The conservative radio host is running in the California election to recall Governor Gavin Newsome. As a candidate, he is required to file a public statement of economic interests that discloses some aspects of his personal finances. The purpose of this form is to ensure that candidates do not have financial stakes that would constitute a conflict of interest.
A spokesperson from the Fair Political Practices Commission confirmed on Sunday that California regulators are now investigating Elder, as his initial filing was only two pages long, reported KTLA.
The talk show host’s probable impropriety came into focus earlier this month when the Los Angeles Times reported that Elder failed to report that he owned the company from which he reported income. The name of the company is Laurence A. Elder and Associates, Inc.
After the report, the California Democratic Party filed a complaint with the Fair Political Practices Commission and the investigation was officially launched.
This controversy has arrived at the same time that Elder came under fire for comments he made over a decade ago about women in the workplace and minorities.
In his 2002 book entitled, “Showdown: Confronting Bias, Lies and the Special Interests That Divide America,” he suggested that women who have children are not dedicated to their jobs. The day after the Capitol riot, Elder appeared on Hannity and downplayed police brutality against Black people. In July, he claimed that racism no longer exists.

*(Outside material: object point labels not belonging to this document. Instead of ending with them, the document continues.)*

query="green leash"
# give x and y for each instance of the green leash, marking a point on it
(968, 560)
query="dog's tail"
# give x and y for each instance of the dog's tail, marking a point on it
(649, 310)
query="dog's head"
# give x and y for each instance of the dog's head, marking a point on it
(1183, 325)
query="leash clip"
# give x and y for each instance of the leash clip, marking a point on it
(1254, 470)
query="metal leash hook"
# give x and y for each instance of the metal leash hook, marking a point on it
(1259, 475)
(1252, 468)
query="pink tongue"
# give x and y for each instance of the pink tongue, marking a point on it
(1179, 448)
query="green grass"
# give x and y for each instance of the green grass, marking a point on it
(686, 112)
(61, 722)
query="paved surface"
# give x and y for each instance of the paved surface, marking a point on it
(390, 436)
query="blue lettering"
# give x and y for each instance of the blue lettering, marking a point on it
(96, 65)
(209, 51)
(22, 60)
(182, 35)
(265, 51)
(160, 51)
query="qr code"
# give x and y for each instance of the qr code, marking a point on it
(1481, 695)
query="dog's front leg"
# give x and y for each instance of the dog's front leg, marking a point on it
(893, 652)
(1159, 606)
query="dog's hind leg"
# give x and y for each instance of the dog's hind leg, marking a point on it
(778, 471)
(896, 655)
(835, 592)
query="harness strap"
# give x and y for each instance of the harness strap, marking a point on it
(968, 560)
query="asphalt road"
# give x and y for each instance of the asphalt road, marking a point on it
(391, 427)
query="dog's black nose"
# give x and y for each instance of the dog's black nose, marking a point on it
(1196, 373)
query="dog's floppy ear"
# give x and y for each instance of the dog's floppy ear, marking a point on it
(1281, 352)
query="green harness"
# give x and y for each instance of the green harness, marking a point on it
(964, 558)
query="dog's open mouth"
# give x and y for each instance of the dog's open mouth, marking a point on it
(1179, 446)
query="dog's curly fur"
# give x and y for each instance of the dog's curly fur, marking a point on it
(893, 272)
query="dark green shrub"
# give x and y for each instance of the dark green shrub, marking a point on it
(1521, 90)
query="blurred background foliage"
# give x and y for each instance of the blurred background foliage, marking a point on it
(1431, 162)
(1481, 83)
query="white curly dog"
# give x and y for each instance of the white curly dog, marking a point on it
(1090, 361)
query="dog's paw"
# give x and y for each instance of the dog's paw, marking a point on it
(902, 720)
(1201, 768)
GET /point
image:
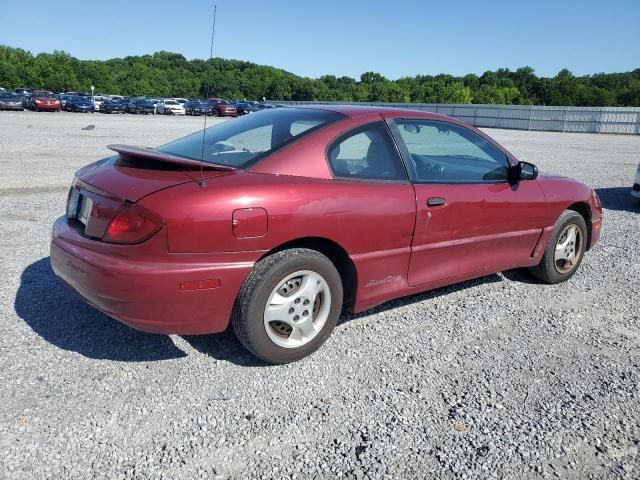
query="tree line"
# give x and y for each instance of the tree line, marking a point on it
(167, 74)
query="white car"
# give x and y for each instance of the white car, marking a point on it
(97, 101)
(635, 190)
(170, 107)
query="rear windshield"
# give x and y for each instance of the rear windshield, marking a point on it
(243, 141)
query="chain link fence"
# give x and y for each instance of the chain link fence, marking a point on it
(621, 120)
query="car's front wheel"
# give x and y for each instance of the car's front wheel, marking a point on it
(288, 306)
(565, 249)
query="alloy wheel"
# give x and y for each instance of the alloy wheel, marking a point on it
(297, 309)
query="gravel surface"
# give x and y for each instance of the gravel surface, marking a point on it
(500, 377)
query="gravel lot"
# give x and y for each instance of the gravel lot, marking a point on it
(500, 377)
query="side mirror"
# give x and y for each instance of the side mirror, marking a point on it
(526, 171)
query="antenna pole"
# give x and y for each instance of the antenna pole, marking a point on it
(204, 129)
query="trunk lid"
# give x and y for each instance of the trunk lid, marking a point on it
(138, 172)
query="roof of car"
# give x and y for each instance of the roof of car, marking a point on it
(360, 110)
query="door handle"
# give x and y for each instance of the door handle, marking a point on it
(436, 201)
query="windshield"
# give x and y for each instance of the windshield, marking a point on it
(243, 141)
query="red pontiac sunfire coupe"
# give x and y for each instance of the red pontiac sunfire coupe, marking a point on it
(279, 220)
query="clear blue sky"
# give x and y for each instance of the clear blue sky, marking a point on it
(343, 37)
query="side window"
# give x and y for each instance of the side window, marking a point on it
(366, 153)
(447, 153)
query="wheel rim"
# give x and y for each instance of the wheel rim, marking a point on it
(568, 249)
(297, 309)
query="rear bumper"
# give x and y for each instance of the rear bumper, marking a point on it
(148, 293)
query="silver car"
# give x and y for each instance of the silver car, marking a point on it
(10, 101)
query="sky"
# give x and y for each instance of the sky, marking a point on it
(342, 37)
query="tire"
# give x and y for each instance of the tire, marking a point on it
(555, 268)
(297, 270)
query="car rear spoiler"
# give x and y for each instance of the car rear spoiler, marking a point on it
(132, 152)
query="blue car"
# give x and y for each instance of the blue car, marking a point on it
(79, 104)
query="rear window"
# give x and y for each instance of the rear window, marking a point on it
(245, 140)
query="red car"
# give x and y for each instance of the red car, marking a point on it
(222, 108)
(45, 101)
(297, 214)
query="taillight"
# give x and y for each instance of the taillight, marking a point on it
(132, 224)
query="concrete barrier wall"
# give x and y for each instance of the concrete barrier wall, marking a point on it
(621, 120)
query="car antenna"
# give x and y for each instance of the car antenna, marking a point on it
(201, 182)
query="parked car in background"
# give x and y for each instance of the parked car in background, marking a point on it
(264, 106)
(45, 101)
(198, 107)
(10, 101)
(79, 104)
(243, 108)
(429, 201)
(222, 108)
(113, 106)
(635, 190)
(64, 98)
(170, 107)
(98, 100)
(154, 102)
(141, 106)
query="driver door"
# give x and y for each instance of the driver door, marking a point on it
(470, 220)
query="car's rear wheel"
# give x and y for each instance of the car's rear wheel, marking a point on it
(288, 306)
(565, 249)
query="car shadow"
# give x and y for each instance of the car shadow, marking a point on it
(59, 316)
(421, 297)
(226, 347)
(618, 198)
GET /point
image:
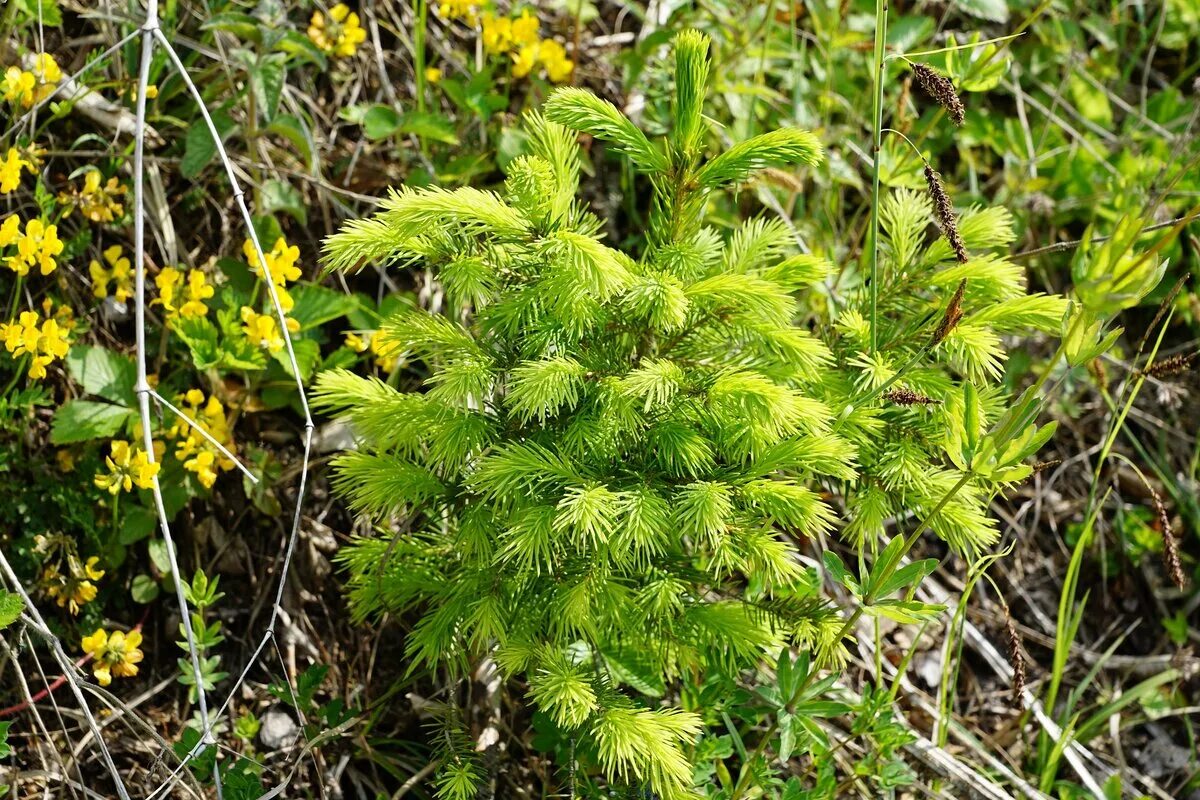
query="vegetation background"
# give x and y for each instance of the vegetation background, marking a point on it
(1042, 642)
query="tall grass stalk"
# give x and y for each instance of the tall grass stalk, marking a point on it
(881, 35)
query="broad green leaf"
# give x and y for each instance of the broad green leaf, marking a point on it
(281, 196)
(241, 25)
(201, 337)
(11, 605)
(307, 356)
(267, 79)
(381, 121)
(87, 420)
(297, 133)
(144, 589)
(199, 148)
(103, 373)
(316, 305)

The Los Angeles Times also reported that at one point, Elder said that some women are too unattractive to be sexually assaulted.
After these allegations, Elder’s former fiancee, Alexandra Datig, revealed that at one point, he brandished a gun at her during a heated argument. He has denied the claims. She broke off their engagement in 2015.
A statement to CBS Los Angeles from Elder’s campaign said that they corrected the error as soon as they discovered it and that amendments of that nature are common.
Each violation that is discovered could cost the candidate up to a $5,000 penalty.